Pendidikan

Sabet Prestasi Internasional, Karya Dua Pelajar Lamongan Dicuekin Pemerintah

Senin, 11 April 2016 - 16:24 | 84.97k
Rintya Miki Afrianti dan, Dwi Nailul Izzah memamerkan produk pengharum ruangan dari kotoran sapi yang mereka ciptakan. (Foto : Ardiyanto/lamonganTIMES)
Rintya Miki Afrianti dan, Dwi Nailul Izzah memamerkan produk pengharum ruangan dari kotoran sapi yang mereka ciptakan. (Foto : Ardiyanto/lamonganTIMES)

TIMESINDONESIA, LAMONGAN – Masih ingat dengan penemuan menakjubkan yang pernah dihasilkan dua orang siswi SMA Muhammadiyah 1 Babat (SMU1BA), Kabupaten Lamongan?. Ya, mereka adalah Rintya Miki Afrianti dan, Dwi Nailul Izzah yang pada 2013 silam berhasil menciptakan karya ilmiah berupa pengharum ruangan berbahan dasar kotoran sapi.

Atas karyanya itu, Rintya dan Dwi mampu mengharumkan nama Indonesia di kancah internasional setelah menggondol juara tiga di ajang International Environment Project Olympiade (INEPO) 2013, di Istanbul, Turki dan juara pertama di Tokyo. Setelah sebelumnya, dengan karya ilmiah yang sama mereka meraih medali emas di event Indonesia Science Project Olimpiade (ISPO) di tahun yang sama.

Namun sayangnya pencapaian gemilang keduanya tidak dibarengi dengan apresiasi dari Pemerintah Kabupaten (Pemkab) Lamongan. Pemkab seolah melakukan pembiaraan dan hanya memberi janji-janji palsu tanpa bukti.

"Itu (dipatenkan Hak Kekayaan Intelektual atau HAKI, red) masih belum tahu. Dinas BLH (Badan Lingkungan Hidup, red) gak apa-apa kalau mau diuruskan sama Haki-nya. Mestinya dinas pro aktif, kalau memang Pemkab bangga dengan prestasi siswa, kan ya harusnya dibantu, bukan diabaikan sampai sekarang," keluh Rintya.

Harapannya, pemerintah lebih memerhatikan karya-karya anak muda yang sukses mengharumkan Kabupaten Lamongan, bahkan Indonesia di level internasional. "Kita sih punya keinginan untuk ini. Pemerintah mempermudah patennya, kita diberi alatnya, karena alat kita kurang lengkap, kita ingin coba alat yang lebih modern lagi, apalagi packingnya juga sulit," sambung dia.

Padahal, sebagai anak muda, mereka menghadapi tekanan yang tak ringan. Netizen banyak mencerca keduanya dengan berbagai komentar-komentar miring. "Banyak netizen yang bilang jijik dengan kotoran ini dibuat parfum," sahut Dwi.

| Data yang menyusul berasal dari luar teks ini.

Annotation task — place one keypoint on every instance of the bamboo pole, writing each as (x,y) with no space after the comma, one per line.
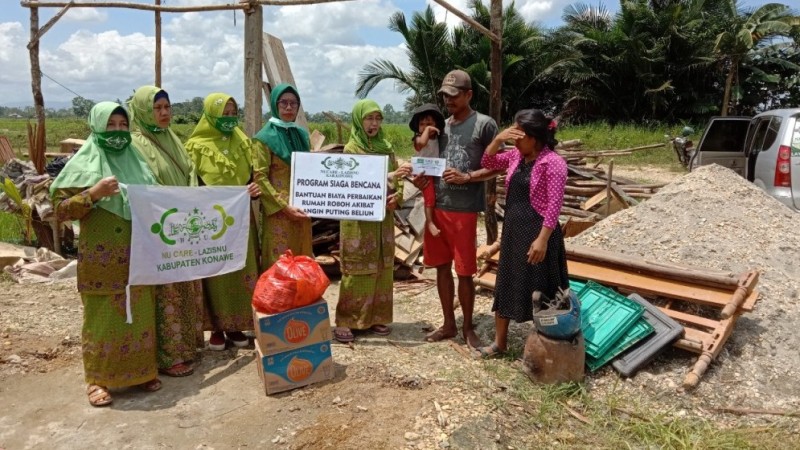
(495,109)
(48,25)
(158,45)
(469,20)
(243,4)
(253,80)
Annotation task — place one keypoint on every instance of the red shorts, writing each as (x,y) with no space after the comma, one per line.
(456,241)
(429,193)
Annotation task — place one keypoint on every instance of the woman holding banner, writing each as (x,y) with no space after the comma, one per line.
(367,248)
(222,154)
(179,306)
(283,227)
(91,188)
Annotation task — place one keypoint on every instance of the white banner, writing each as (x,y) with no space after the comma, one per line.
(340,186)
(187,233)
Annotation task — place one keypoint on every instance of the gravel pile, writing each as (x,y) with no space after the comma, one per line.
(715,219)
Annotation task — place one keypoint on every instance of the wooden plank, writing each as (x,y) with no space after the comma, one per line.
(691,319)
(653,285)
(276,65)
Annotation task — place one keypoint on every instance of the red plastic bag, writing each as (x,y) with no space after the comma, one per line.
(292,282)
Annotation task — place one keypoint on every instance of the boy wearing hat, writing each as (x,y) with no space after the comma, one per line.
(460,196)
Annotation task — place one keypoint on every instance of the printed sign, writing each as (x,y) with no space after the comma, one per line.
(431,166)
(340,186)
(187,233)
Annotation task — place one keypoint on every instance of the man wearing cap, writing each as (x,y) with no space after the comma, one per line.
(460,197)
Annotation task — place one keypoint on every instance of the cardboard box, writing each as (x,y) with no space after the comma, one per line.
(295,328)
(295,368)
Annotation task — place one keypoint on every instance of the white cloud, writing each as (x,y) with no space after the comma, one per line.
(85,15)
(327,45)
(14,61)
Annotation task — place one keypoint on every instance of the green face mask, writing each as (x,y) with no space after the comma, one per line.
(113,141)
(226,124)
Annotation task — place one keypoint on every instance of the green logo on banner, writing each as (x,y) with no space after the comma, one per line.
(194,228)
(340,163)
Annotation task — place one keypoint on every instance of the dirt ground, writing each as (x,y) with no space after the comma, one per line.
(388,392)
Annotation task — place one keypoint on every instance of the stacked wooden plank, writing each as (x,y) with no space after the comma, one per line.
(707,303)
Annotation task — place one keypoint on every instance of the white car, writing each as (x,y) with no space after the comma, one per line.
(765,149)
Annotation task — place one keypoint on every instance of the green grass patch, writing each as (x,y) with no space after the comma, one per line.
(11,228)
(570,416)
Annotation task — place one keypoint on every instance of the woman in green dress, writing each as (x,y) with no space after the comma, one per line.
(119,348)
(179,306)
(283,227)
(222,154)
(367,248)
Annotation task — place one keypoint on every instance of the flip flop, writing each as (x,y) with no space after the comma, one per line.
(98,395)
(151,386)
(438,335)
(380,330)
(489,352)
(178,370)
(343,335)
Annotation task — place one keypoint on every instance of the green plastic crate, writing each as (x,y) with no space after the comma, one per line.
(576,285)
(640,330)
(605,317)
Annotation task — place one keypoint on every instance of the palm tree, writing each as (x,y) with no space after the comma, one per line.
(428,47)
(748,32)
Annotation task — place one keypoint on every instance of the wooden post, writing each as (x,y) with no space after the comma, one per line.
(253,45)
(495,108)
(158,45)
(36,71)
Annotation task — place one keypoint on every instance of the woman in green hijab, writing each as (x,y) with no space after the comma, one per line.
(222,154)
(92,188)
(367,248)
(179,306)
(283,227)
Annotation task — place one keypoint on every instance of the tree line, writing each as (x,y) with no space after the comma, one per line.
(654,61)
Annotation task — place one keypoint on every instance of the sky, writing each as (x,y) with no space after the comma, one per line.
(106,53)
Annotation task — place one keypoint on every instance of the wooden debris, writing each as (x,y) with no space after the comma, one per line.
(729,294)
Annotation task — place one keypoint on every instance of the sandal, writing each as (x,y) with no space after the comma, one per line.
(98,395)
(151,386)
(343,335)
(178,370)
(439,335)
(380,330)
(489,352)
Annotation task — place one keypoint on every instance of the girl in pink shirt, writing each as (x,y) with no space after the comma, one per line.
(532,253)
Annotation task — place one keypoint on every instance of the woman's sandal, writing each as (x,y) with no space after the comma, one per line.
(343,335)
(489,352)
(380,330)
(151,386)
(98,395)
(178,370)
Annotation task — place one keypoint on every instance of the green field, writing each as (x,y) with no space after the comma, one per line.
(596,136)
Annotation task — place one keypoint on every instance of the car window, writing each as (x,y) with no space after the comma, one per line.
(761,132)
(725,136)
(772,133)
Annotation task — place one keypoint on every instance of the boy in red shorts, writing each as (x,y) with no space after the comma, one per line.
(459,197)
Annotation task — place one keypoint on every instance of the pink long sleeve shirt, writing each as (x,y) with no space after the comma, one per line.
(548,179)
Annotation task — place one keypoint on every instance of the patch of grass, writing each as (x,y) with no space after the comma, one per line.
(603,136)
(570,415)
(11,228)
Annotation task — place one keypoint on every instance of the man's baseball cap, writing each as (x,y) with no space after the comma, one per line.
(454,81)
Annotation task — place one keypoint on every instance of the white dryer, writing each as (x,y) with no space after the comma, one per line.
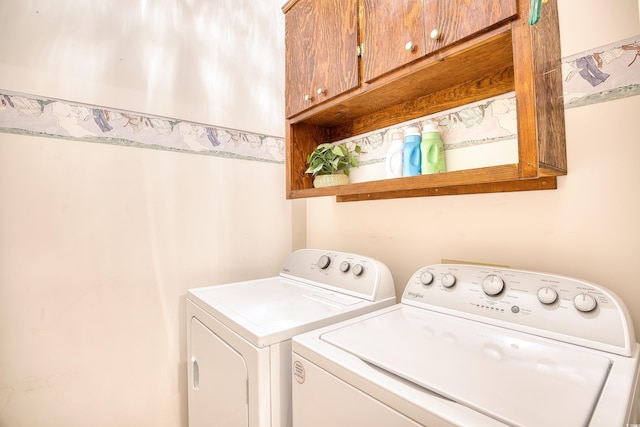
(239,334)
(474,346)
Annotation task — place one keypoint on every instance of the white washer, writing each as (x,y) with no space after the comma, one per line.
(239,334)
(474,346)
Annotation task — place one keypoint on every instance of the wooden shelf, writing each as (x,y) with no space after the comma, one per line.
(511,57)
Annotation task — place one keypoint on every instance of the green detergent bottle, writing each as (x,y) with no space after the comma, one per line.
(432,149)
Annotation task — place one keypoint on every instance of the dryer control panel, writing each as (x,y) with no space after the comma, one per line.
(349,274)
(552,306)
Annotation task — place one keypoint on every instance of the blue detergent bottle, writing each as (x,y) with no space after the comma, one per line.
(432,148)
(411,157)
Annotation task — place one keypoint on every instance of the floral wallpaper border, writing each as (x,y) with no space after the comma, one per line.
(52,118)
(602,74)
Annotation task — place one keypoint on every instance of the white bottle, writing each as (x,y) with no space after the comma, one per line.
(393,163)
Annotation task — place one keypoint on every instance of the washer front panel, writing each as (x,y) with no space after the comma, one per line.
(515,378)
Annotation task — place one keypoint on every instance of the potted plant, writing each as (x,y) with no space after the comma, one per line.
(330,163)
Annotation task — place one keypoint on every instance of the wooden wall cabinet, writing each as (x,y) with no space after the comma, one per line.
(322,42)
(483,49)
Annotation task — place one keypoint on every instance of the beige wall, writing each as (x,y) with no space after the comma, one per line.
(588,228)
(99,243)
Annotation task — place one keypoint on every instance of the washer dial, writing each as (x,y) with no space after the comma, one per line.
(584,302)
(324,261)
(448,280)
(357,270)
(492,285)
(426,278)
(546,295)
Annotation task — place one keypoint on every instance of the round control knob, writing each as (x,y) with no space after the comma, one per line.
(492,285)
(345,266)
(324,261)
(584,302)
(357,270)
(448,280)
(547,295)
(426,278)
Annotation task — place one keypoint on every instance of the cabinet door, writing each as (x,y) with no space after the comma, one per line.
(392,35)
(448,21)
(321,39)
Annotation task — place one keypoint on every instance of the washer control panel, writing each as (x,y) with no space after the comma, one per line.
(548,305)
(350,274)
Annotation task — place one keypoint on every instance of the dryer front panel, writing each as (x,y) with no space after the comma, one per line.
(217,381)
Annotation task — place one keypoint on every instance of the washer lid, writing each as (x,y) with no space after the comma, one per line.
(272,310)
(516,378)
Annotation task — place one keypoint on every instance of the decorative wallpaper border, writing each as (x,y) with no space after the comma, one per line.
(603,74)
(52,118)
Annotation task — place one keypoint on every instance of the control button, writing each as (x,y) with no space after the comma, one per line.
(546,295)
(426,278)
(357,270)
(584,302)
(492,285)
(448,280)
(324,261)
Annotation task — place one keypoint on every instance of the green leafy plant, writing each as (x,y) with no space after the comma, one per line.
(328,159)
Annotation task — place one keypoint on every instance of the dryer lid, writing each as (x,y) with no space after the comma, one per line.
(272,310)
(516,378)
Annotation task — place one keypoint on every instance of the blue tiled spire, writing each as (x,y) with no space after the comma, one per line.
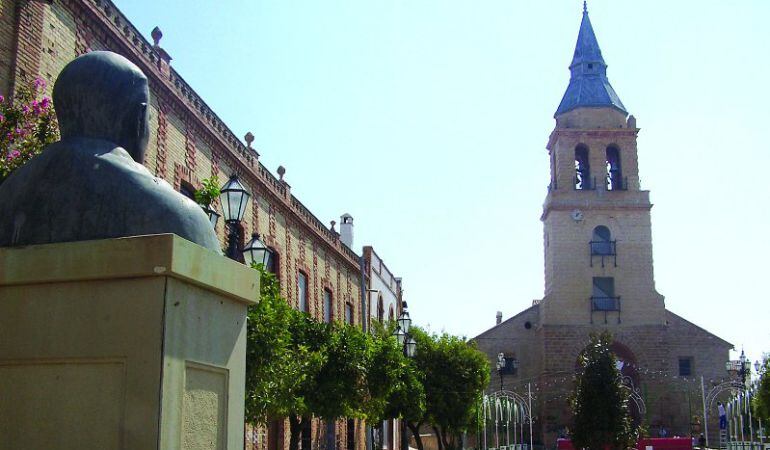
(588,83)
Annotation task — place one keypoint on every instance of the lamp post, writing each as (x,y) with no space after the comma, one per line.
(256,252)
(501,368)
(409,345)
(760,371)
(741,367)
(234,198)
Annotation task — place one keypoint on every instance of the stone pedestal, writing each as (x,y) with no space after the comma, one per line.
(134,343)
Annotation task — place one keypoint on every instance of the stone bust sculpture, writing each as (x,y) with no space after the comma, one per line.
(92,184)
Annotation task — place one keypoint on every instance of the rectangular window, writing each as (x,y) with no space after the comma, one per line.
(511,364)
(603,295)
(348,313)
(302,292)
(327,306)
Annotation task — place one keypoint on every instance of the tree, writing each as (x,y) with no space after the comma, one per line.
(393,388)
(454,375)
(599,403)
(407,399)
(278,365)
(761,401)
(27,125)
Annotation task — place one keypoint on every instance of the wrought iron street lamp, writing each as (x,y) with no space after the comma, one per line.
(501,368)
(212,214)
(741,367)
(234,199)
(409,346)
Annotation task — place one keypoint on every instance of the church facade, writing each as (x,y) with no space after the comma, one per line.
(599,274)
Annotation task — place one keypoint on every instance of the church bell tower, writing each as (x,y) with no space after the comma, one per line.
(597,232)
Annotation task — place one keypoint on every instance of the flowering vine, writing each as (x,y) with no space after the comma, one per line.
(27,125)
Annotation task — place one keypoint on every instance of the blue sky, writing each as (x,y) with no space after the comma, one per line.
(427,121)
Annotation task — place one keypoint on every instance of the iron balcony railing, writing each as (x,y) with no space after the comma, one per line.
(605,303)
(603,249)
(616,183)
(584,184)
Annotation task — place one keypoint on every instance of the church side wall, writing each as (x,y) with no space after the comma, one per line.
(188,143)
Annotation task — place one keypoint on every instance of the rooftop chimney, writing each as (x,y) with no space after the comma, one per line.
(346,229)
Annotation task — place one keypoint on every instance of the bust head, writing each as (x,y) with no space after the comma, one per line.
(103,95)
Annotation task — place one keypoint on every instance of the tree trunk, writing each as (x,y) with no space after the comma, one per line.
(444,438)
(439,441)
(415,428)
(377,442)
(295,428)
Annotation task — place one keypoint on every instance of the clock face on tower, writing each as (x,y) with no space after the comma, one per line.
(577,215)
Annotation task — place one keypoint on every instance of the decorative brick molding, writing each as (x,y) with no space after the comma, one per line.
(162,154)
(190,150)
(317,299)
(182,173)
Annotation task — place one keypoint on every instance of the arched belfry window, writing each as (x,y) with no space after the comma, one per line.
(602,245)
(615,180)
(583,179)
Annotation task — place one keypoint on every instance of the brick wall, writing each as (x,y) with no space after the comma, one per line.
(188,143)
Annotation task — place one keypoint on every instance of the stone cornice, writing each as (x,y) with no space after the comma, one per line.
(174,90)
(590,133)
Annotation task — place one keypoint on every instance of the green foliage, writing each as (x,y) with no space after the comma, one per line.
(454,375)
(761,401)
(279,360)
(27,125)
(395,389)
(208,192)
(600,403)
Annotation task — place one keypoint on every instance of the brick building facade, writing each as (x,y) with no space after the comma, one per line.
(188,143)
(599,273)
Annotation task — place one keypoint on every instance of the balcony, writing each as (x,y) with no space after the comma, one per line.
(603,249)
(605,305)
(616,183)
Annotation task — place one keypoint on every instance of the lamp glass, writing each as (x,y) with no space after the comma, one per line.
(213,216)
(234,199)
(404,321)
(400,336)
(411,346)
(256,252)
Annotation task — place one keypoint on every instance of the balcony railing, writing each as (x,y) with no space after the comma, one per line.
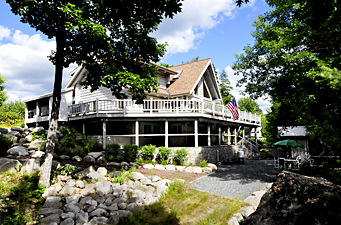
(126,106)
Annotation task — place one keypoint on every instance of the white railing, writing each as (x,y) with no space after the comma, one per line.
(159,106)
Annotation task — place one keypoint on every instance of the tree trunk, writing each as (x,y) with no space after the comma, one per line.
(52,132)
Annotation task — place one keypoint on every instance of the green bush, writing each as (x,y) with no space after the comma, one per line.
(180,156)
(147,152)
(4,144)
(203,163)
(131,152)
(163,154)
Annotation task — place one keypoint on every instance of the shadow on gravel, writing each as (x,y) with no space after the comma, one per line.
(251,170)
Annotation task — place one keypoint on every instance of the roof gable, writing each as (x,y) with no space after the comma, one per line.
(191,75)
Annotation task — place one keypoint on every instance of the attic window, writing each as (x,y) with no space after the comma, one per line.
(178,75)
(206,92)
(196,90)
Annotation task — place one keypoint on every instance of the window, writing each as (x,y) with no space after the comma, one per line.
(147,129)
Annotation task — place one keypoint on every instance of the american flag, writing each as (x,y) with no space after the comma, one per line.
(232,106)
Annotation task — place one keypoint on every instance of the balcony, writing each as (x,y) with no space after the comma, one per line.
(159,108)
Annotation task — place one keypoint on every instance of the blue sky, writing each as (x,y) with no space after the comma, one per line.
(215,29)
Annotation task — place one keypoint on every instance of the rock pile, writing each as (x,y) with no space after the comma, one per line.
(98,200)
(298,199)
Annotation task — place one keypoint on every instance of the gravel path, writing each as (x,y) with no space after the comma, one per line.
(238,180)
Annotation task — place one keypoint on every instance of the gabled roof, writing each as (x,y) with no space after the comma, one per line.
(190,76)
(297,131)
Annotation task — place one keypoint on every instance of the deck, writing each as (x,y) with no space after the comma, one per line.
(158,108)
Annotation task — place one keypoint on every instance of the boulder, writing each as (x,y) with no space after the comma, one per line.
(298,199)
(8,165)
(18,150)
(31,166)
(37,154)
(96,155)
(3,130)
(89,159)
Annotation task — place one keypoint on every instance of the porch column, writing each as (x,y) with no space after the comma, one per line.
(137,133)
(196,140)
(104,138)
(37,112)
(219,138)
(208,134)
(228,136)
(166,133)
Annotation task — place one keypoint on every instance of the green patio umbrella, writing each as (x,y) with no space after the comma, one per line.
(289,144)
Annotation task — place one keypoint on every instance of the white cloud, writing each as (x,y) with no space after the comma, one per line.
(263,102)
(196,17)
(25,65)
(4,32)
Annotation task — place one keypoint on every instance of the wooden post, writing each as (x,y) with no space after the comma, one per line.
(208,134)
(228,135)
(104,138)
(219,139)
(196,140)
(137,133)
(166,133)
(97,109)
(235,136)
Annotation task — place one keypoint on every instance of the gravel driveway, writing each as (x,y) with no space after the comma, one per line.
(238,180)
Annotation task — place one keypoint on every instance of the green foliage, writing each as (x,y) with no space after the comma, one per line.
(3,94)
(203,163)
(180,156)
(124,175)
(5,143)
(147,152)
(163,154)
(296,60)
(39,134)
(249,105)
(21,197)
(67,170)
(131,152)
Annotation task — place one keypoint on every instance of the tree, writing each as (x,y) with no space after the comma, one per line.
(110,40)
(3,94)
(225,87)
(249,105)
(296,59)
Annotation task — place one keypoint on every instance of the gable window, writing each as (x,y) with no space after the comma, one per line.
(196,90)
(206,92)
(147,129)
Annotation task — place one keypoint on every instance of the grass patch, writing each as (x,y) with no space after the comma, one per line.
(20,197)
(184,205)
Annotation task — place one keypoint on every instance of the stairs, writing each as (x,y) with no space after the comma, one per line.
(250,148)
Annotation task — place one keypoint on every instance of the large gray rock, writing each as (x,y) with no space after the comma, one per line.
(37,154)
(298,199)
(9,165)
(31,166)
(18,150)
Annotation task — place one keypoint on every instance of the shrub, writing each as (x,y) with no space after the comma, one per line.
(203,163)
(130,152)
(163,154)
(147,152)
(180,156)
(5,142)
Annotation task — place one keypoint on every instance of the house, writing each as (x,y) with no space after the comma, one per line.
(185,112)
(298,134)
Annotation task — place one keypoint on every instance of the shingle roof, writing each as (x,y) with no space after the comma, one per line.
(292,131)
(189,76)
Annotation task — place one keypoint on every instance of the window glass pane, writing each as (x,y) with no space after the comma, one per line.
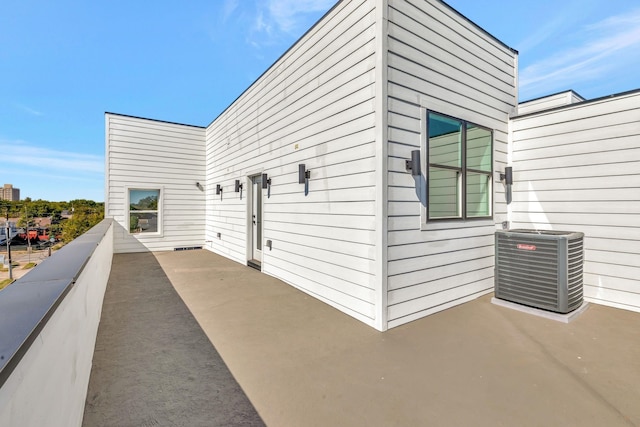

Lebih lanjut, menurutnya, persoalan halal - haram juga, pernah diteliti, namun berhasil dibuktikan halal," katanya.

Menghadapi cercaan netizen, Dwi mengaku sempat merasa jengah. Namun, keduanya memilih untuk mengabaikannya. "Jengkel sih, tapi mau gimana lagi, tapi masyarakat bagaimanapun mengomentari toh ini lebih untuk mengatasi banyaknya limbah sapi daerah sini. Kita gak pakai makan, jadi hanya faktor jijik saja," terangnya.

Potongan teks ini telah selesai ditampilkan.